Pozanicline is an alpha4-beta2 neuronal nicotinic receptor partial agonist. It had been in phase II clinical trials for the treatment of attention hyperactivity disorder and Alzheimer’s disease. It was tested for the treatment of schizophrenia too. All these studies were discontinued. Modulation of hippocampal learning and memory using Pozanicline in animal model was effective as novel therapeutic strategies for nicotine addiction. However future clinical trial was terminated.

FENFLUTHRIN, a synthetic pyrethroid, is an obsolete insecticide that was used to control a variety of insect pests in food stores and for public hygiene purposes.

Fostedil (KB-944) is a phosphonic acid derivative with potent vasodilator activity. KB-944 has been demonstrated to produce long lasting coronary vasodilator and hypotensive effects in conscious and anesthetized dogs; increase coronary blood flow in isolated, blood perfused heart preparations of dogs; and reduce systemic pressure in conscious normotensive and hypertensive rats. Slow channel calcium entry blockade is thought to contribute to the vasodilator activity of KB-944. Fostedil is longer acting in hypertensive animals than either nifedipine or diltiazem suggesting a potential clinical advantage for this compound. Unexpectedly, fostedil was shown to produce atrial fibrillation in 3 of 10 hypertensive patients in a placebo controlled study. Fostedil had been in phase II clinical trials for the treatment of angina pectoris. However, this research has been discontinued.

LEMINOPRAZOLE is an inhibitor of the gastric mucosal proton pump. Its development for the treatment of peptic ulcer was discontinued.

Cetamolol is a beta adrenergic antagonist with intrinsic sympathomimetic activity, patented by Imperial Chemical Industries Ltd for cardiovascular disease treatment. The average plasma half-life of cetamolol is 6.4 hours in humans and peak serum levels are reached 1 to 2 hours after drug intake; oral doses as low as 10 mg produced significant reductions in exercise-induced tachycardia 24 hours after drug administration. Cetamolol is approximately three times as potent as atenolol in blocking exercise-induced tachycardia.
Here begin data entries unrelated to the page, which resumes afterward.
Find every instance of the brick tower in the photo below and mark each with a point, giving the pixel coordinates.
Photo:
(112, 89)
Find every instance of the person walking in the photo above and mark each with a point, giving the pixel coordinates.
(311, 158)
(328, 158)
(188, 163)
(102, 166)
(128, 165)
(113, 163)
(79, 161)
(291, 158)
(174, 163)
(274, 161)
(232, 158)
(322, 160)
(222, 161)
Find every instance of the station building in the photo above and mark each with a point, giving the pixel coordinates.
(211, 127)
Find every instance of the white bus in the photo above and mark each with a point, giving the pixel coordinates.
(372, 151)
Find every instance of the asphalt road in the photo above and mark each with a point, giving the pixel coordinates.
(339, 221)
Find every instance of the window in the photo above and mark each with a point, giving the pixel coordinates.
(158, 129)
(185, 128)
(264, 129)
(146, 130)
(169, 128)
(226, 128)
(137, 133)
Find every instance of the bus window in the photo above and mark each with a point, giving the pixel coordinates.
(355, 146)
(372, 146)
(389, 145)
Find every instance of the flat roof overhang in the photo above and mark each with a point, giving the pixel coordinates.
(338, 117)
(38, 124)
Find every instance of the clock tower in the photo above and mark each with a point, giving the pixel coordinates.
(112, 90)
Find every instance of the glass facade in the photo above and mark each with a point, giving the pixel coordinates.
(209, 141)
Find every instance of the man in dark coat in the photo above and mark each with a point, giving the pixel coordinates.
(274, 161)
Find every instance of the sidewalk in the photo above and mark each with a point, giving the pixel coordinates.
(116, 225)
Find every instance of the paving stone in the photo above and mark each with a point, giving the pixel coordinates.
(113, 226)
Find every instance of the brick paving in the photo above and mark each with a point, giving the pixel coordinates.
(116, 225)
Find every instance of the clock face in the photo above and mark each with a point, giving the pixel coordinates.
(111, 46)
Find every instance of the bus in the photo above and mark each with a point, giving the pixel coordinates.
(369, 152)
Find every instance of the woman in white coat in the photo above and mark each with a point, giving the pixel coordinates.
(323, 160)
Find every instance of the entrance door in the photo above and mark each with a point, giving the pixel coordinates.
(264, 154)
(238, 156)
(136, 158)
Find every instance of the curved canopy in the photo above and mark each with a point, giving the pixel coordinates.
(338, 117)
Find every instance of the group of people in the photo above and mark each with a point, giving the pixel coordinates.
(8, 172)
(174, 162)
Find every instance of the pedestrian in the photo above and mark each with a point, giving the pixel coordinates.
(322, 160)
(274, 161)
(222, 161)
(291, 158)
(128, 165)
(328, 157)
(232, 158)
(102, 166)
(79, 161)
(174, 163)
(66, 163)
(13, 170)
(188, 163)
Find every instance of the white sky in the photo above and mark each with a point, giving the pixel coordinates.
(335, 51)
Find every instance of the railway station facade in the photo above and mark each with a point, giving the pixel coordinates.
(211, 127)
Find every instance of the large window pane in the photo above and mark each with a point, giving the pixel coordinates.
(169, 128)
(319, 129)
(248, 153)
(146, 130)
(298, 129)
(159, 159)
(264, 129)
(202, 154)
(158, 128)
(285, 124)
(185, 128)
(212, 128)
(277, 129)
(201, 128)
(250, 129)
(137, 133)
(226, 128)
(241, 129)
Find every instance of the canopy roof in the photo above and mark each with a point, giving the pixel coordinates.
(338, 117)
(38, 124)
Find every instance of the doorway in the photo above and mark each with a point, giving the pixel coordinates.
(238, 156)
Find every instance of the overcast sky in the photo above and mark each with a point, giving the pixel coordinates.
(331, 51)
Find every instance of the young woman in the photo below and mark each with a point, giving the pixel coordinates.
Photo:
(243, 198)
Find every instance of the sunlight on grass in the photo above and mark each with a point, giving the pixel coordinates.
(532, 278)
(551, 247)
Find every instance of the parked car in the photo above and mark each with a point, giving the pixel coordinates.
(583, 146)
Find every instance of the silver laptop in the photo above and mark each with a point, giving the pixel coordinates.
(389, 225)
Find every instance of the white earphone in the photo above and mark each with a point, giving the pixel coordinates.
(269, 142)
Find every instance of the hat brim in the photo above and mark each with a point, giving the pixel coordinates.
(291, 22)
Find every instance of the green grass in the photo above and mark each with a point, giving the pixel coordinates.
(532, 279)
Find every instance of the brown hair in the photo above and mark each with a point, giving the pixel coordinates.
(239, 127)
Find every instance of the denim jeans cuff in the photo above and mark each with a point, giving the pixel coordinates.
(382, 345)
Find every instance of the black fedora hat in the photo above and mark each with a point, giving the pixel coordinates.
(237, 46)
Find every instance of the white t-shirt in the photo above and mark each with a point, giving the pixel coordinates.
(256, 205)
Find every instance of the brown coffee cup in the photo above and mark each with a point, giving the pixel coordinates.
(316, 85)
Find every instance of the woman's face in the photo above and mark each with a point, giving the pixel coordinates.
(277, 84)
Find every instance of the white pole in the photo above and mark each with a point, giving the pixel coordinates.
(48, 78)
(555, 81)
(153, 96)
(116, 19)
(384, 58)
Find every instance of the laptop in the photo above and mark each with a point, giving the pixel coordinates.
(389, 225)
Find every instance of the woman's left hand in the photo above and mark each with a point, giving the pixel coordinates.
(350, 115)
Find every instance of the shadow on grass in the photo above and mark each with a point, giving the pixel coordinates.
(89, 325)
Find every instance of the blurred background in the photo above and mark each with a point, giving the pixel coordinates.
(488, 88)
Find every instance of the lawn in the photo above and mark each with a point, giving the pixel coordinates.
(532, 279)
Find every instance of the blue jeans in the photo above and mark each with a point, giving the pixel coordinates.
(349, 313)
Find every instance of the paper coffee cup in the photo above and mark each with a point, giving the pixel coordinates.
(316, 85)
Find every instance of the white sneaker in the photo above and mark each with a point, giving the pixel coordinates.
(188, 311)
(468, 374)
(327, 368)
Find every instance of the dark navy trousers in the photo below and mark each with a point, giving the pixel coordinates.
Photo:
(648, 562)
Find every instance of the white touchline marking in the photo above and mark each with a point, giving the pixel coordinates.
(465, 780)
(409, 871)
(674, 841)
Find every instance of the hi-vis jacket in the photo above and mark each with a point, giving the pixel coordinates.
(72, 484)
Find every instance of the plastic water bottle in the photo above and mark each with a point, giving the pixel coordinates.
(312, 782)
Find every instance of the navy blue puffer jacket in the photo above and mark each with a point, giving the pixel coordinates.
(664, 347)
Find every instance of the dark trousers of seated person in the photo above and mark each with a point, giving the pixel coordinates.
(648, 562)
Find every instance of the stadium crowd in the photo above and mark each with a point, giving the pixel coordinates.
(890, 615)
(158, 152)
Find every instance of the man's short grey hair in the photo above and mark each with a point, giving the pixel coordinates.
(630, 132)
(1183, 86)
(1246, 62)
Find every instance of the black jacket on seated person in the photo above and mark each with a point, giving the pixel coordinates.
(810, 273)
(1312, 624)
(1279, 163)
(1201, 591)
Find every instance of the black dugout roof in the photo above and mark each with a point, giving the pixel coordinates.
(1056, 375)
Triletide is a tripeptide derivative which shows cytoprotective and antiulcerogenic activity. It is a thromboxane synthase inhibitor. Analysis of both individual and pooled data indicated that triletide was well absorbed after oral administration, with a lag time of 0.3 hours and the blood peak was reached after about 1.1 to 1.3 hours. Metabolization to desmethyl, desacetyl, desmethyl-desacetyl and hydroxylated derivatives plays a major role in the biotransformation of the drug and thus in its disappearance from blood, the distribution half-life being about 1 hour. A greater proportion of patients given the combination cimetidine and triletide was found to be endoscopically healed after treatment in comparison with those who had cimetidine alone (53% vs 40%). Intensity of symptoms decreased significantly faster and to a significantly greater extent in the same patients, as did antacid intake. Triletide appears to be equally well tolerated as, but significantly more effective than, aluminium hydroxide and magnesium hydroxide in relieving symptoms and promoting healing in patients with mild to moderate duodenal ulcer. There were no complaints of possible side-effects with either triletide treatment and no evidence of any significant changes in blood pressure, heart rate or routine haematology and haematochemistry investigations.

Nilprazole, a benzimidazole derivative, is used for treatment of gastric ulcers, gastritis and hyperacidity.

Cevoglitazar is a dual agonist for the peroxisome proliferator-activated receptor (PPAR)-alpha and -gamma subtypes. Cevoglitazar was as effective as pioglitazone at improving glucose tolerance, normalizes intramyocellular lipids and reduces body weight gain and adiposity, independent of food intake. Metabolic profiling showed that in the muscle cevoglitazar improves the lipid profile via both PPARα‐ and PPARγ‐mediated mechanisms. Cevoglitazar only induced small changes to the lipid composition of visceral fat. In subcutaneous fat, however, cevoglitazar induced changes similar to those observed with fenofibrate suggesting export of fatty acids from this depot.

Sanofi aventis developed saredutant (also known as SR 48968C) as a tachykinin neurokinin-2 (NK2) receptor antagonist for the treatment of depressive disorders and generalized anxiety disorder. This drug participated in phase III clinical trials in patients with a generalized anxiety disorder and as Combination Treatment for major depressive disorder, however, the drug failed to meet efficacy endpoints. It is known that NK-2 receptor mediates airway obstruction that is why saredutant was studied as a potential treatment of asthma. However, all studies of the drug were discontinued.